Ben Everett, architectural graduate at Mellow Architects and moonlighting lecturer at Huri Te Ao (AUT’s School of Future Environments), shared some of the resilience-and-recovery-relationalities between Japanese and New Zealand architectural approaches. Everitt’s lecture showed us Japan through his eyes. We examined the planning of the town of Onagawa, whose 12-metre-high seawall was defeated by a 13-metre-high wave in 2011, leading to a consolidation and managed retreat uphill, and the creation of a community centre in Sukagawa, facing liquefaction from the 2011 collapse of the Fujinuma dam. For Everitt, these (and further) examples represent the possibilities held by architecture to site in the overlaps of identity, climate, and crisis, and how that thought might be applied to the practice of architecture locally in Aotearoa.

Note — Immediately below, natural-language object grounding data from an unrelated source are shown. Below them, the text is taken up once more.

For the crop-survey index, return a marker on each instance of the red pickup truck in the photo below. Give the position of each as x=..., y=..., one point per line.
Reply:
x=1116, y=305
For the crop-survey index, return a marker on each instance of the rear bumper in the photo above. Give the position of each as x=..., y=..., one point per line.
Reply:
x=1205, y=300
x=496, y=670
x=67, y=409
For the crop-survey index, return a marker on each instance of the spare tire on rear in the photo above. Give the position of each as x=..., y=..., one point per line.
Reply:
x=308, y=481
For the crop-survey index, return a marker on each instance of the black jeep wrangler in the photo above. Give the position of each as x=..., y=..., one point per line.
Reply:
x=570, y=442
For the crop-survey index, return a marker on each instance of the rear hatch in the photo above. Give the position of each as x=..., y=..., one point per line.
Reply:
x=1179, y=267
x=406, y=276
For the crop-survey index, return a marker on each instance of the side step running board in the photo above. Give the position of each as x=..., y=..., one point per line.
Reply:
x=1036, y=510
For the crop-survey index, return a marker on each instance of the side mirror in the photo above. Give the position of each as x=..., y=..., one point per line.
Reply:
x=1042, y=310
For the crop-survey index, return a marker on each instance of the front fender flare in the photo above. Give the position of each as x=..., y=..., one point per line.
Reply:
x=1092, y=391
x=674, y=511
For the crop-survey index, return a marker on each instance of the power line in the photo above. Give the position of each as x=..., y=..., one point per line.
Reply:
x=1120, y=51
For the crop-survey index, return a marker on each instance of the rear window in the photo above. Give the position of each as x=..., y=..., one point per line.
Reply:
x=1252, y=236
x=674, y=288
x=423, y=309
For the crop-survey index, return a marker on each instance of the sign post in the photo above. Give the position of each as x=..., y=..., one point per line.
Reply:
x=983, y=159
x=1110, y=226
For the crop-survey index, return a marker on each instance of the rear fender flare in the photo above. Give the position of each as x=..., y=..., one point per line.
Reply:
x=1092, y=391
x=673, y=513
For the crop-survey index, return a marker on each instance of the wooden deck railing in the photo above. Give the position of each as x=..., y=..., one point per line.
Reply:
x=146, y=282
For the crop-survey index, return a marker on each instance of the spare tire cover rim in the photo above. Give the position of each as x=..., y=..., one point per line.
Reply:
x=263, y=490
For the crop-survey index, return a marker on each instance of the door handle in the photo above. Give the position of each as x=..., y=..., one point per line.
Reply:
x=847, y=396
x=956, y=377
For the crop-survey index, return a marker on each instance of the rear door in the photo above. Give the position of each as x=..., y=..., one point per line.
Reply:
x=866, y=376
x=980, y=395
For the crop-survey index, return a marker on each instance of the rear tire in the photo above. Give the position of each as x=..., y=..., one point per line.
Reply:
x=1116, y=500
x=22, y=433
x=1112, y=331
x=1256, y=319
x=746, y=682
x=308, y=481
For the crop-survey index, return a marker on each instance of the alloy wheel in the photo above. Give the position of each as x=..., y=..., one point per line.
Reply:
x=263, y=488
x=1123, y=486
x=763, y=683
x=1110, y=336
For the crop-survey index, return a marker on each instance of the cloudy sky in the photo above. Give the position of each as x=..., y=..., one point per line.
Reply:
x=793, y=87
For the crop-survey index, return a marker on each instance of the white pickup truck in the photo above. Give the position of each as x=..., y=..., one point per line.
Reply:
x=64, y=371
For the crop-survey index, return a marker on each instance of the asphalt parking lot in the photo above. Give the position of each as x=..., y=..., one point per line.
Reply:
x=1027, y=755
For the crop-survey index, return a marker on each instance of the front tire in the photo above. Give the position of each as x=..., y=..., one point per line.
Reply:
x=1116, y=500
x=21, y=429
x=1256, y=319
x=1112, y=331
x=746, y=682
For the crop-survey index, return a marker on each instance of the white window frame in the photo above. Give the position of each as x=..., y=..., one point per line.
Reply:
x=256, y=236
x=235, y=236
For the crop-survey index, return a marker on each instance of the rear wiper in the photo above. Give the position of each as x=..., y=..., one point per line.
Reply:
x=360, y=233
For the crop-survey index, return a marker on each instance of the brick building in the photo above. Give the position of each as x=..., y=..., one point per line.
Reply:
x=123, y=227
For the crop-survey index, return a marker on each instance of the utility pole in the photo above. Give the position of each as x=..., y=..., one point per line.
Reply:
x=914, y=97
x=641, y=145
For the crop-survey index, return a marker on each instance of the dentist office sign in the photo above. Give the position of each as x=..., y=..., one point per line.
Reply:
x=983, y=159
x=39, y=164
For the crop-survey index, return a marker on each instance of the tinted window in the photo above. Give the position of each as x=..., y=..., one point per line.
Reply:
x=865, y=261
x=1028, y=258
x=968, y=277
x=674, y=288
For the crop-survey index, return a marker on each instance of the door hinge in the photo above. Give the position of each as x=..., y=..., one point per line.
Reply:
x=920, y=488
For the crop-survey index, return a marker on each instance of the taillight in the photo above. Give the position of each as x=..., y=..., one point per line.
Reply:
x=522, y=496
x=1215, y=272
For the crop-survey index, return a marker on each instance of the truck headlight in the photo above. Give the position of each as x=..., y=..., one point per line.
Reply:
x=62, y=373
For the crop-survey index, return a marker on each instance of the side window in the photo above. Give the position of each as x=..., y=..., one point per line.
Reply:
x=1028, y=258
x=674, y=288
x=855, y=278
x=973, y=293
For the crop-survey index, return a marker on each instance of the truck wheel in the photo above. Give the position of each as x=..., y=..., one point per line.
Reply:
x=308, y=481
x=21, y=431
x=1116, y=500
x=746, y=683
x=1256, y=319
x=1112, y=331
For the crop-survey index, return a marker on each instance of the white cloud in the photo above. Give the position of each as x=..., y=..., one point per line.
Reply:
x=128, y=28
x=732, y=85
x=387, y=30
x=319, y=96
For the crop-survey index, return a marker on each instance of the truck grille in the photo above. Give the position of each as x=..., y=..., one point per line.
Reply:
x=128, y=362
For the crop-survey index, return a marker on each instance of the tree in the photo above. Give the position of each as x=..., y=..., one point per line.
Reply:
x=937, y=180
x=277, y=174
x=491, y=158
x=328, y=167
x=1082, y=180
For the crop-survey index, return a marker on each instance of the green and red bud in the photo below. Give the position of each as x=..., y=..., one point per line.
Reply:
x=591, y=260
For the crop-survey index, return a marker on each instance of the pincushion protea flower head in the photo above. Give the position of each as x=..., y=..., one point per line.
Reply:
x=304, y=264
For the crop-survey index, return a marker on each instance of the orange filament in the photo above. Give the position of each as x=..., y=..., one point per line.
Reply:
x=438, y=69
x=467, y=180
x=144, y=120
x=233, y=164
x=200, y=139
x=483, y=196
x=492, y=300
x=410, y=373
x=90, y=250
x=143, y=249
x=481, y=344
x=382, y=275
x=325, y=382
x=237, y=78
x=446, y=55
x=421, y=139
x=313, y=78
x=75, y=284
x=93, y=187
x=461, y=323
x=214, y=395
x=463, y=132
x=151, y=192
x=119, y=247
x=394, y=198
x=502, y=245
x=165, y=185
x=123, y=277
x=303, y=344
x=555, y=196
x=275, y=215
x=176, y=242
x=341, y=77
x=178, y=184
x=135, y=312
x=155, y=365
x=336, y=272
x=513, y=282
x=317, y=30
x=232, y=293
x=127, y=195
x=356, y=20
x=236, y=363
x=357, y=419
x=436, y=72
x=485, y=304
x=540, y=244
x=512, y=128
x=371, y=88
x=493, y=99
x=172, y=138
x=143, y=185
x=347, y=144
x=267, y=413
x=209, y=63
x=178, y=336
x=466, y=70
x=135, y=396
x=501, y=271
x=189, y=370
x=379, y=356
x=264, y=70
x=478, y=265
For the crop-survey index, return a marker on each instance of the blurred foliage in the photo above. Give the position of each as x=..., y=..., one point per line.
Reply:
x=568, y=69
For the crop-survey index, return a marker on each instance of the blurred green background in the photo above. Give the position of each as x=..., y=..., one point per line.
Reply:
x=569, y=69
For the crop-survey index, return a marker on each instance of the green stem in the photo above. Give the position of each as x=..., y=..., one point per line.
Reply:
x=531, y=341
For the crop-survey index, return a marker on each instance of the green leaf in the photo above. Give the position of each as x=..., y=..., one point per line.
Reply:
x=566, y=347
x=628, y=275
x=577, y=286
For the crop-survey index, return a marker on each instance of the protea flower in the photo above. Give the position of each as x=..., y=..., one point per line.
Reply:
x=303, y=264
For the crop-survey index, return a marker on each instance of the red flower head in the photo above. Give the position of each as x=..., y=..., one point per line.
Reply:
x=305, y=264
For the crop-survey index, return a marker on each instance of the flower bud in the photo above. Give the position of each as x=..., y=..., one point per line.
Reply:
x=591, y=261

The night wrapped with a (very) fast speedrun of the exhibiting designers (and I am proud to count myself among the many contributors) and a gathering around a table of our own. The exhibition itself remained open the following Sunday. I was there both days and had many an interesting conversation with an enticed passer-by (as well as a few slightly confusing engineering students wondering what on earth had become of an otherwise undisturbed study space for the weekend).
I only wish the exhibition could have stayed up longer and much more public (consider this a call to see the work set up in Waitematā Station or the Art Gallery or at Commercial Bay?)– much of this sort of work is rarely platformed, and I think the general public stand to gain a lot from engaging with this sort of thinking. The 2023 census states that 31.3% of Auckland’s population identify with an Asian ethnicity — we are not a small minority. Asia, Aotearoa, and the Architecture of Crisis weaves a recognition of this statistic with a recognition that we are sitting in a multiplicity of crises, and that architectural practice can (and should!) engage with these crises. Another triumph for AKA, I hope that the momentum around these discussions continues to grow — this platform provides a springboard for an Asian voice, a recognition of the values of an Asian contribution to architectural practice, and hopefully ensures that our national identity — a multicultural nation on Māori whenua — is reflected in our architectural one.